A recent inquiry from a technology entrepreneur client prompted us to revisit the practical criteria for the O-1 visa, specifically the definition of "extraordinary ability" in 2026. The O-1 visa remains a vital alternative for high-achieving professionals who may not fit traditional employer-sponsored categories like H-1B or L-1, especially for those seeking self-employment or entrepreneurial ventures in the U.S.

Attorney Insight
From our experience, USCIS applies a rigorous standard under 8 CFR §214.2(o) when adjudicating O-1 petitions. The applicant must demonstrate sustained national or international acclaim in their field, supported by extensive documentation such as awards, published material, original contributions, or high salary evidence. Unlike EB-1A, the O-1 visa does not require a labor certification but demands detailed, well-organized proof to satisfy the adjudicator.

For example, one of our clients, a Chinese fintech founder, successfully leveraged O-1 status by emphasizing his patents, speaking engagements at global conferences, and media coverage. However, we also saw a recent case where a lack of clear corroboration for "original contributions" led to an RFE, delaying the process by over three months. This underscores the importance of compiling a comprehensive portfolio aligned with USCIS guidelines.

Attorney Insight
We recommend that applicants carefully review the USCIS O-1 evidentiary criteria, including at least three types of evidence from the regulatory list (8 CFR §214.2(o)(3)(ii)), and supplement them with expert opinion letters that explicitly connect the applicant's achievements to their extraordinary ability claim. It is also critical to correctly complete Form I-129, especially Part 5 where the nature of the work and evidence are described.

Additionally, because O-1 petitions can be employer-sponsored or self-petitioned (through agents), clients interested in entrepreneurial or freelance activities should structure their business relationships clearly to avoid USCIS scrutiny over the "employer-employee" relationship.
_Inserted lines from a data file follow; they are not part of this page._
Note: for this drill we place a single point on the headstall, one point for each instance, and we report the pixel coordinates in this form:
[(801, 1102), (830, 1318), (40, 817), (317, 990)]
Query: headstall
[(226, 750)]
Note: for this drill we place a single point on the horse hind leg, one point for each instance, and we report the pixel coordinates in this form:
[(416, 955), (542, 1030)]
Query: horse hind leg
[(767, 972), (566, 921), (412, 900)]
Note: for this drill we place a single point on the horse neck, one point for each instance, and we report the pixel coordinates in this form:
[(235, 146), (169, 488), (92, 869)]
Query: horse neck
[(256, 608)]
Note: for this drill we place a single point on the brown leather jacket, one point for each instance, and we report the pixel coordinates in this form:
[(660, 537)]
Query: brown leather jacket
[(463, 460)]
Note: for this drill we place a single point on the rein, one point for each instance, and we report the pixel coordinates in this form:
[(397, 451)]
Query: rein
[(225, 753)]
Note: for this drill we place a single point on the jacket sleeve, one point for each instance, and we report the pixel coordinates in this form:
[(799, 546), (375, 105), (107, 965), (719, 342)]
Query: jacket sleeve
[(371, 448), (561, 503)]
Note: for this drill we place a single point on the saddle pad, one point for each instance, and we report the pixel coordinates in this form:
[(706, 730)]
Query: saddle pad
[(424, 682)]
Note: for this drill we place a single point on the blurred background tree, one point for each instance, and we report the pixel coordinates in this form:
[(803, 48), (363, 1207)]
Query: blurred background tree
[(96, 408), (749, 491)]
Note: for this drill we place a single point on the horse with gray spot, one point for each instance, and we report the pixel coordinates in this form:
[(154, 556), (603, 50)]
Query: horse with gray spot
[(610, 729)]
Based on our practical handling, we advise drafting detailed contracts and demonstrating control over the work performed.

Attorney Insight
In summary, the O-1 visa remains a flexible and valuable option for Chinese professionals with extraordinary achievements who aim to work in the U.S. outside traditional work visa routes. Our firm suggests starting preparation at least 3-4 months before planned filing to gather robust documentation and reduce RFE risk. Checking USCIS’s latest policy updates on the O-1 category at uscis.gov is also essential to ensure compliance.

What this means for you: If you qualify as an extraordinary ability professional, now is the time to audit your credentials against USCIS standards, begin collecting strong evidence, and consult with your legal advisor to tailor your petition for the highest chance of success.